Question

10. Two balls are thrown vertically upwards
simultaneously with different speeds. The variation
of their relative separation (AY) with time is best
represented by (Assume no rebouncing after hitting
ground)​

Answer 1

Answer:

(4) is correct option.

Explanation:

Before ball with lesser velocity hits the ground.

1) When two balls are thrown vertically upwards simultaneously with different speeds, then relative acceleration between them is 0.

Hence, Relative velocity is constant .

And, Direction of relative velocity changes from upward to downward in their journey.

=> Sign of relative velocity changes in upward to downward motion.

Slope in $\Delta Y\:\:Vs\:\: t$ (Relative Velocity ) is constant in upward and downward journey.

=> Graph in  $\Delta Y\:\:Vs\:\: t$  is linear in time.

2) After ball with lesser velocity hits the ground,

Relative acceleration is 'g' acting downward.

Relative acceleration is -10 units.

Hence, Relative velocity is linear and therefore, relative separation is quadratic in time .

Final Relative separation is 0.

=> Graph of relative separation is quadratic with  x-intercept when remaining ball hits the ground.
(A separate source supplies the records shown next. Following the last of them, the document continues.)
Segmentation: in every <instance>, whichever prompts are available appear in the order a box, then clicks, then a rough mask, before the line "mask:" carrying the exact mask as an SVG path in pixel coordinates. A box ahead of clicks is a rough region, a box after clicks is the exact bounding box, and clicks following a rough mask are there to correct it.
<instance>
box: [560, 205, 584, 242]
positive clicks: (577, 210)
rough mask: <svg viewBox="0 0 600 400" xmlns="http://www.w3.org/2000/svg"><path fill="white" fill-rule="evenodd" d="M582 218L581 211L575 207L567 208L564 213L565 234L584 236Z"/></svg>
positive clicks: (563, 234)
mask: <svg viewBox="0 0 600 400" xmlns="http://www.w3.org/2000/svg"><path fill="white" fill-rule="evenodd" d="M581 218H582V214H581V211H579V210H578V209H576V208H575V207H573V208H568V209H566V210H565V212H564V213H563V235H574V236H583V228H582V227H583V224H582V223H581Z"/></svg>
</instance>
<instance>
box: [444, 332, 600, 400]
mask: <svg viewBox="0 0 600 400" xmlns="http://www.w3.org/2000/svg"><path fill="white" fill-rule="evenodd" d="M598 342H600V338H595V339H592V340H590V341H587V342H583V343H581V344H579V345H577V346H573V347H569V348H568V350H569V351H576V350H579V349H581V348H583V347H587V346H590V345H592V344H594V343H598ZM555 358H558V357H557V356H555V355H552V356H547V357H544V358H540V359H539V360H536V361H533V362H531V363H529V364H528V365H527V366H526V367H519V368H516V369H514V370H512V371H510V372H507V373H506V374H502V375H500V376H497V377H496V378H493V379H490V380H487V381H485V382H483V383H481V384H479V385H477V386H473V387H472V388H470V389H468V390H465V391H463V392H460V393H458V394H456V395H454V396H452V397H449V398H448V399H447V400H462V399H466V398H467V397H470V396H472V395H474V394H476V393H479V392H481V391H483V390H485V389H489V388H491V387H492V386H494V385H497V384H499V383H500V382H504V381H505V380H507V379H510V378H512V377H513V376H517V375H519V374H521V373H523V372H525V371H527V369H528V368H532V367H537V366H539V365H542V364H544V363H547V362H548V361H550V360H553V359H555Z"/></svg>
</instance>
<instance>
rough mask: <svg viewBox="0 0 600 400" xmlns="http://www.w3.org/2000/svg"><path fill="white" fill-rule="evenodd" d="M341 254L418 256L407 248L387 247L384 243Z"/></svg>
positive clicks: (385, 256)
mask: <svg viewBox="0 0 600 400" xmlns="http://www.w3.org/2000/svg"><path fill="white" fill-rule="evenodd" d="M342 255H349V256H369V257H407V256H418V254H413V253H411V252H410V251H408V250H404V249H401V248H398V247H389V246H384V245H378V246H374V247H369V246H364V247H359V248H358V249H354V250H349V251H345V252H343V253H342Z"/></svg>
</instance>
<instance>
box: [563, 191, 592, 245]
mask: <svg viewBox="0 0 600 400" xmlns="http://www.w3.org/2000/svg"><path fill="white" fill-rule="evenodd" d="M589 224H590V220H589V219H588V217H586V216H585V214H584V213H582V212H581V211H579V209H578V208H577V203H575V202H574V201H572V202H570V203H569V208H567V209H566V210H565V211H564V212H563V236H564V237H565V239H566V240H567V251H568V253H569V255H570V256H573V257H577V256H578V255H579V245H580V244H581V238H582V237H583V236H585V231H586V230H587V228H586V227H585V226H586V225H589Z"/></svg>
Finally, combining both (1) and (2) , Option (4) is correct .

Answer 2

Answer:

Graph 4

Explanation:

Time 40 m/s  50 m/s ΔY

0         0          0         0

1         35         45         10

2         60         80         20

3         75         105         30

4         80         120         40

5         75         125         50

6         60         120         60

7         35         105         70

8         0         80         80

9         0         45         45

10         0         0          0

The variation of their relative separation is linear  till ball with less velocity reaches the ground

but after that The variation of their relative separation is not linear

so Graph 4 is correct option